流量積算計は、流量を積み重ねて累積した総量を表示・記録する計器です。
水道・ガス・燃料油・蒸気などの使用量管理、製造プロセスでの原料投入量の積算、環境モニタリングにおける排水量の把握など、幅広い分野で活用されています。
トータライザーとも呼ばれるこの計器は、流量計と組み合わせて使われることが多く、計量法に基づく取引計量から工場内の生産管理まで用途は多岐にわたります。
本記事では、流量積算計の基本的な機能と仕組み、用途別の活用方法、データ収集・記録・管理への応用、選定のポイントまでわかりやすく解説します。
流量の累積管理・使用量把握を課題とする方に特に役立つ内容です。
流量積算計とは?基本的な機能と仕組みを理解しよう
それではまず、流量積算計の基本的な機能と動作の仕組みについて解説していきます。
流量積算計とは、流量計が検出した瞬間流量値を時間軸に沿って積算(積分)し、累積流量(総流量)として表示・記録する計器です。
英語ではTotalizer(トータライザー)またはFlow Integrator(フローインテグレーター)と呼ばれ、国内外の産業現場で広く使用されています。
瞬間流量と累積流量の違い
流量積算計を理解する上で、瞬間流量と累積流量の違いを明確に把握することが重要です。
瞬間流量とは、ある瞬間に配管を流れている流体の量(m³/h・L/minなど)を表す値です。

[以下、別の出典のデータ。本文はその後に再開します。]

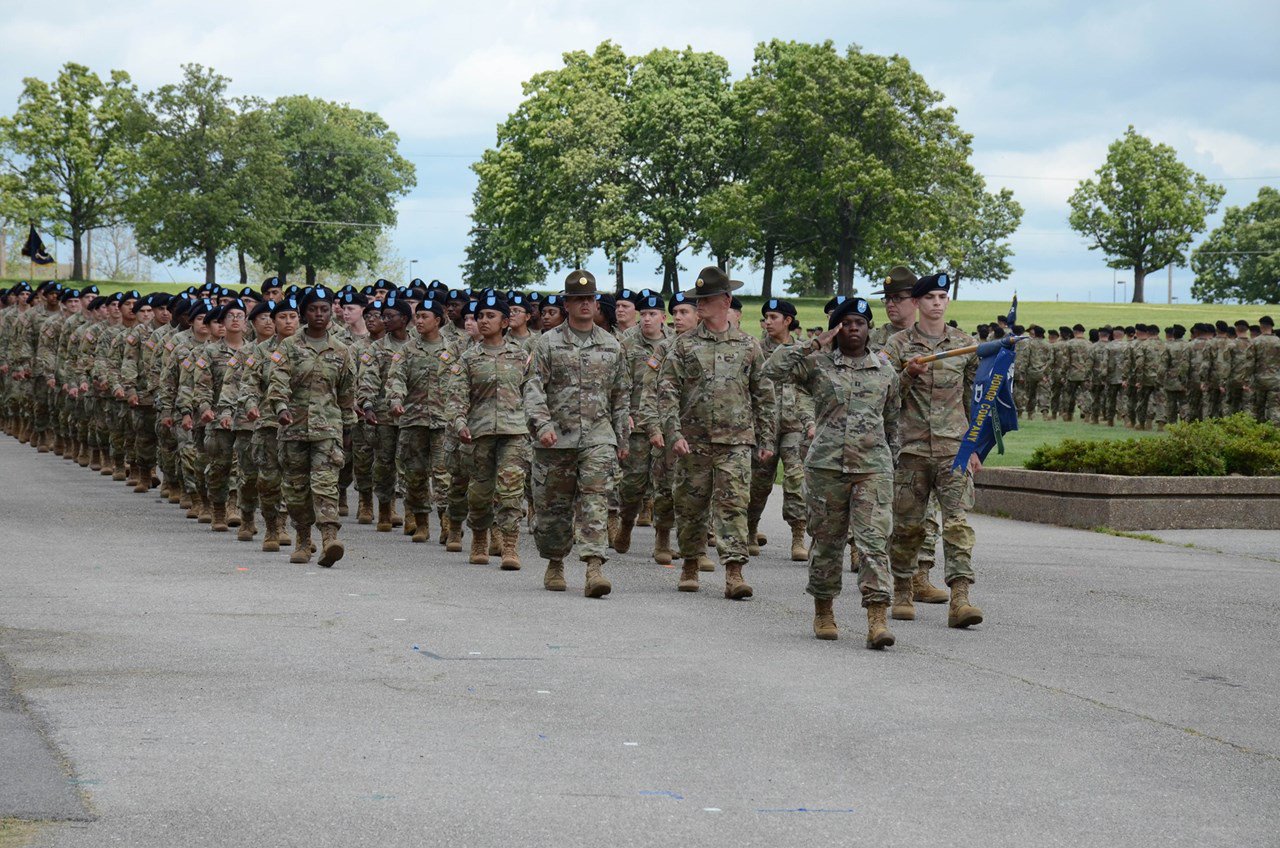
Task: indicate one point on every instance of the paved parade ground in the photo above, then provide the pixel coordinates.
(165, 685)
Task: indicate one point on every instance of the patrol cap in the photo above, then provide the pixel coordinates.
(931, 283)
(851, 306)
(650, 301)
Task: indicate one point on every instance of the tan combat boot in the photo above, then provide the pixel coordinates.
(248, 529)
(923, 591)
(270, 543)
(735, 587)
(689, 575)
(961, 612)
(878, 636)
(662, 552)
(799, 550)
(479, 547)
(510, 556)
(622, 538)
(597, 587)
(824, 619)
(330, 548)
(302, 551)
(903, 607)
(553, 580)
(218, 518)
(421, 527)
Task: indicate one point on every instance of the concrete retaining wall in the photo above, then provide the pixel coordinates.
(1130, 502)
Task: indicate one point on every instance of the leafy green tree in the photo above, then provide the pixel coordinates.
(210, 172)
(1143, 208)
(1240, 259)
(68, 153)
(344, 176)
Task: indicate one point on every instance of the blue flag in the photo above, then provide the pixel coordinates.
(993, 411)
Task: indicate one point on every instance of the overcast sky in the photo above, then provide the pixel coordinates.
(1042, 86)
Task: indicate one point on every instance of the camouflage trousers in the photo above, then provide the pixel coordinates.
(713, 483)
(497, 492)
(265, 459)
(790, 452)
(144, 437)
(421, 456)
(850, 509)
(571, 500)
(647, 470)
(914, 479)
(310, 474)
(384, 440)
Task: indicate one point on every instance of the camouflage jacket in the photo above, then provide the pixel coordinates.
(711, 390)
(315, 381)
(936, 405)
(487, 390)
(417, 381)
(856, 401)
(580, 390)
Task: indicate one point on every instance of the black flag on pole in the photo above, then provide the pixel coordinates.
(35, 249)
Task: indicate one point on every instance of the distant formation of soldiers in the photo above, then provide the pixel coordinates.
(579, 416)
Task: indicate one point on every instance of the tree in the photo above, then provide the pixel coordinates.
(1143, 208)
(344, 174)
(69, 153)
(1240, 260)
(210, 172)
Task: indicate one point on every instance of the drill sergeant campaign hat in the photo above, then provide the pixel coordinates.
(712, 281)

累積流量(積算流量)とは、ある期間内に流れた流体の総量(m³・L・kgなど)を表す値です。
たとえば、工場の水使用量を管理する場合、瞬間流量で「今どれくらい流れているか」がわかり、累積流量で「今月いくら使ったか」が把握できます。
請求・精算・バランス管理には累積流量が必要であり、流量積算計がその役割を担います。
積算計算の仕組み
流量積算計の計算原理は、数学的には積分と同じ概念です。
累積流量 V = ∫Q(t) dt
Q(t):瞬間流量(m³/h・L/minなど)、t:時間
デジタル積算の場合(サンプリング周期Δtで積算):
V ≒ Σ(Q_i × Δt)
例:Q=10 m³/h一定で1時間流れた場合
V = 10 × 1 = 10 m³
実際の流量積算計では、流量計からのパルス信号・アナログ信号・デジタル信号を受信し、内部のマイコンが高速サンプリングで積算計算を実行します。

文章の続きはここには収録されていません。